For big institutional investors, whose orders might move the share price, the market maker plays a more active role. Instead of purchasing ETF shares on the exchange for the client, it buys up a representative slice of the fund’s underlying stocks or bonds -- if it doesn’t already hold them -- and presents them to the ETF. The fund hands over newly created shares priced at its net asset value. Selling large blocks of shares works the same way, in reverse.

Quoting Prices

The challenge for Browne’s team lies in the obligation to quote a price to its client when the order is taken. Say a hedge fund wants to put $20 million into junk bonds through State Street’s SPDR Barclays High Yield Bond ETF, which holds about 700 underlying bonds. If Cantor doesn’t own those bonds, its traders have to estimate how much it will cost to buy them, which can take a day. If they hold the securities in inventory, prices may already have diverged from what they paid, and they may have spent money to hedge those positions. The trader taking the call must set a price that covers costs, protects against price shifts before the transaction settles and allows for an acceptable level of profit. He or she has about 45 seconds to do so.

Set the spread too thin and the firm loses money. Set it too wide and the client, who can also monitor the prices of all the securities involved, will look for a better deal elsewhere. Among Browne’s competitors: Goldman Sachs Group Inc. and KCG, which is rebuilding after Browne’s exit.

Systemic Worries

When it comes to backing new ETFs, most of Browne’s calculations revolve around the risk its sponsorship could pose to his own firm. Systemic worries -- for instance, whether an asset class is big enough and has enough underlying liquidity to support an ETF -- he leaves to the SEC, which must approve all new ETF listings.

“Regulators make the decision on whether an ETF poses too much risk to a certain asset class,” Browne says. “I’d argue that we bring more people to a market, more transparency, and that can bring equilibrium to pricing.”

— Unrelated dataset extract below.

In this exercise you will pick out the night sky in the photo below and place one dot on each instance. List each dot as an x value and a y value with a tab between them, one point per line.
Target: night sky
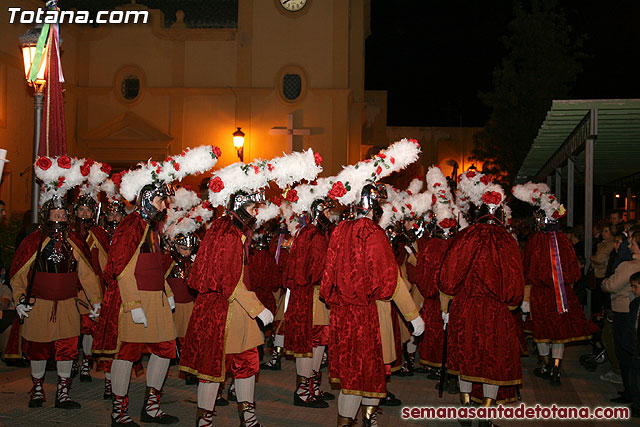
433	57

The risks he takes backing new funds don’t always work out. One product he got behind in 2013 was the Barron’s 400 ETF, which tracks an index that picks stocks that are filtered through a formula based on growth, profitability and cash flow. It’s a strategy even Browne wasn’t sure would gather much interest. The fund now holds about $207 million and was up 15 percent through Feb. 10 since its opening June 4.

Then there’s the Nashville Area ETF, a fund he backed that is composed of companies based in or near Music City and that started Aug. 1. Browne saw the fund as the first of a series of ETFs designed to tap interest in regional U.S. investment strategies. Yet as of mid-February, it was languishing with $6.5 million in assets, and it had a 0.8 percent return as of Feb. 10.

Says Browne: “Having scraped knees can be an education.”